HANOI (Reuters) – Vietnam’s prime minister Nguyen Xuan Phuc said on Monday the country’s exchange rate policy was not aimed at helping its exports and asked that U.S. President Donald Trump have “a more objective assessment of the reality in Vietnam”.
The U.S. Trade Representative (USTR) said earlier this month that under Trump’s direction, it was opening an investigation into whether Vietnam has been undervaluing its dong currency and harming U.S. commerce.
“If the dong is devalued, it would seriously hurt the economy,” Phuc told Adam Boehler, head of the U.S. International Development Finance Corporation (DFC), in Hanoi on Monday.
“Vietnam is not using exchange rate policy to create a competitive advantage in international trade.”

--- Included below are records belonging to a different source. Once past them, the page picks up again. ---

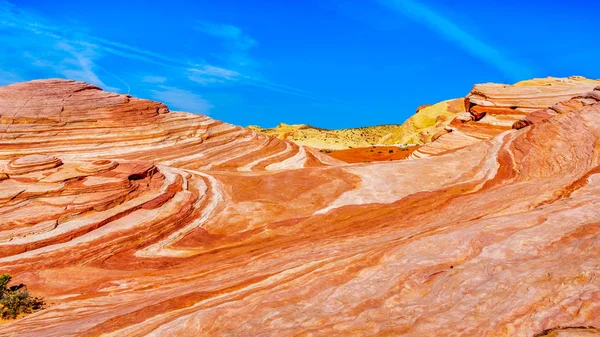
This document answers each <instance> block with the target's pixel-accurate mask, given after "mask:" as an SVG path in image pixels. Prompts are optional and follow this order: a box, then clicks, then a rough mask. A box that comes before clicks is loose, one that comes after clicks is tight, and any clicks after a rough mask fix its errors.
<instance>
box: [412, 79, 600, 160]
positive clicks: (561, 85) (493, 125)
mask: <svg viewBox="0 0 600 337" xmlns="http://www.w3.org/2000/svg"><path fill="white" fill-rule="evenodd" d="M599 85H600V81H595V80H589V79H586V78H583V77H579V76H572V77H569V78H554V77H548V78H538V79H533V80H527V81H521V82H517V83H515V84H514V85H507V84H496V83H486V84H477V85H475V86H474V87H473V89H472V90H471V92H470V93H469V94H468V95H467V96H466V97H465V99H464V105H465V109H464V111H465V112H464V113H460V114H457V115H456V117H454V118H453V119H452V120H451V122H450V123H447V126H446V127H445V129H439V132H438V134H436V135H435V136H434V137H433V139H432V140H433V141H432V142H430V143H427V144H425V146H422V147H421V148H419V149H418V150H417V151H415V152H414V154H413V155H412V156H411V158H421V157H426V156H432V155H440V154H443V153H447V152H449V151H455V150H457V149H460V148H463V147H465V146H468V145H471V144H473V143H476V142H479V141H481V140H487V139H490V138H491V137H494V136H496V135H498V134H500V133H502V132H504V131H506V130H508V129H510V128H511V127H512V126H513V124H514V123H516V122H518V121H520V120H522V119H523V118H525V117H526V116H527V115H529V114H530V113H532V112H535V111H538V110H544V109H546V108H548V107H550V106H553V105H555V104H557V103H559V102H562V101H567V100H569V99H571V98H574V97H578V96H581V95H586V94H588V93H589V92H591V91H593V90H594V87H596V86H599Z"/></svg>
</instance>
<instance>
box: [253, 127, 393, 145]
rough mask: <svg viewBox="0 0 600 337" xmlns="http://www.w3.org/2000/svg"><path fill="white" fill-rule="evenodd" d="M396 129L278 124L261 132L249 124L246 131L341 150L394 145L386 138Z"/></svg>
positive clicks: (280, 138) (289, 140)
mask: <svg viewBox="0 0 600 337" xmlns="http://www.w3.org/2000/svg"><path fill="white" fill-rule="evenodd" d="M400 127H401V126H400V125H394V124H390V125H377V126H367V127H361V128H350V129H339V130H328V129H322V128H317V127H314V126H310V125H307V124H285V123H281V124H279V125H278V126H277V127H274V128H266V129H265V128H261V127H259V126H255V125H251V126H248V129H250V130H252V131H256V132H260V133H264V134H266V135H270V136H275V137H277V138H279V139H284V140H289V141H292V142H294V143H296V144H298V145H304V146H310V147H312V148H315V149H327V150H345V149H350V148H357V147H368V146H372V145H377V144H394V143H393V142H392V139H393V138H390V137H392V136H393V135H394V134H396V133H398V132H399V130H400Z"/></svg>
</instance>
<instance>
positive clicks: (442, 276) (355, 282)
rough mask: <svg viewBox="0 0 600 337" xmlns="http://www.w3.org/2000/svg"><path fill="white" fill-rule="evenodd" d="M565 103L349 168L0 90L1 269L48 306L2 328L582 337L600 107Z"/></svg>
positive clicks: (71, 101)
mask: <svg viewBox="0 0 600 337" xmlns="http://www.w3.org/2000/svg"><path fill="white" fill-rule="evenodd" d="M23 95H25V97H21V96H23ZM559 106H560V108H556V106H554V108H552V109H550V110H552V111H549V110H544V111H545V112H544V113H545V114H544V115H543V118H531V123H530V124H528V125H525V126H523V127H521V128H515V129H513V128H511V127H510V126H508V127H507V128H505V129H504V130H502V131H500V132H498V133H497V134H496V135H490V137H487V138H485V139H482V140H479V141H477V142H473V143H472V144H470V145H468V146H463V147H460V148H457V149H455V150H454V151H449V152H447V153H444V154H440V155H436V156H428V157H424V158H420V159H415V160H404V161H392V162H380V163H359V164H345V163H341V162H339V161H336V160H334V159H329V158H327V157H325V156H323V155H320V154H318V153H314V152H312V151H311V150H310V149H309V148H304V147H298V146H294V145H293V144H291V143H288V142H286V141H283V140H276V139H272V138H270V137H266V136H264V137H263V136H260V135H257V134H254V133H252V132H251V131H247V130H244V129H241V128H236V127H233V126H230V125H228V124H225V123H221V122H217V121H214V120H212V119H210V118H208V117H204V116H198V115H190V114H185V113H173V112H169V111H168V109H167V108H166V107H165V106H164V105H162V104H159V103H154V102H150V101H144V100H137V99H133V98H131V97H128V96H124V95H116V94H110V93H104V92H102V91H100V90H98V89H97V88H94V87H90V86H89V85H85V84H82V83H79V82H69V81H56V80H53V81H34V82H29V83H22V84H16V85H11V86H7V87H4V88H0V114H1V115H2V117H1V120H2V123H3V124H2V125H1V126H2V128H3V129H2V133H1V136H2V138H1V139H0V154H1V156H2V157H1V159H2V161H1V163H0V165H1V167H2V172H3V176H2V178H0V179H1V180H0V271H2V272H8V273H10V274H12V275H13V277H14V280H15V281H17V282H22V283H25V284H27V285H28V287H29V289H30V291H31V292H32V293H34V294H35V295H36V296H44V297H45V298H46V301H47V302H48V303H49V306H48V308H47V309H44V310H42V311H39V312H37V313H34V314H32V315H29V316H26V317H24V318H21V319H19V320H15V321H10V322H5V323H4V324H2V325H0V335H5V336H349V335H352V336H400V335H402V336H534V335H538V336H582V335H585V336H593V335H598V330H597V328H598V327H600V277H599V276H598V274H599V272H600V259H599V258H598V257H599V256H600V244H599V242H600V174H599V173H600V145H599V144H600V100H599V99H597V95H596V91H592V92H591V93H589V94H586V95H584V96H583V97H580V98H574V99H568V100H566V101H564V102H562V103H559ZM530 116H534V115H533V113H532V114H531V115H530ZM450 134H451V133H450ZM433 143H435V141H434V142H433ZM433 143H432V144H433Z"/></svg>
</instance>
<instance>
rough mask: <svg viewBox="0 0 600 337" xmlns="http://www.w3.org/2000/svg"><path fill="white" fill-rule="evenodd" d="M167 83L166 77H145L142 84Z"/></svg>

Vietnam has been on Washington’s watchlist of currency manipulators because of its trade surplus with the United States, a large current-account surplus and a perception that its central bank has been actively buying foreign currency.
The U.S. Treasury in August found that Vietnam’s currency was undervalued in 2019 by about 4.7% against the dollar due in part to government intervention.
Phuc asked Boehler to tell Trump and the USTR to “have a more objective assessment of reality in Vietnam” with regard to the trade imbalance.
The DFC said Boehler was in Vietnam to “discuss a broad spectrum of opportunities”. On Tuesday, the deputy governor of Vietnam’s state bank told USTR officials that it “operates within the framework of international monetary policy”.
Vietnam’s trade surplus with the United States, widened to $44.3 billion in the first nine months of this year from $33.96 billion a year earlier, according to Vietnam’s customs data.
The U.S. Treasury Department is unlikely to release its long-delayed semi-annual report to Congress on international currency manipulation until after the U.S. presidential election on Nov. 3, a source familiar with the matter said on Friday.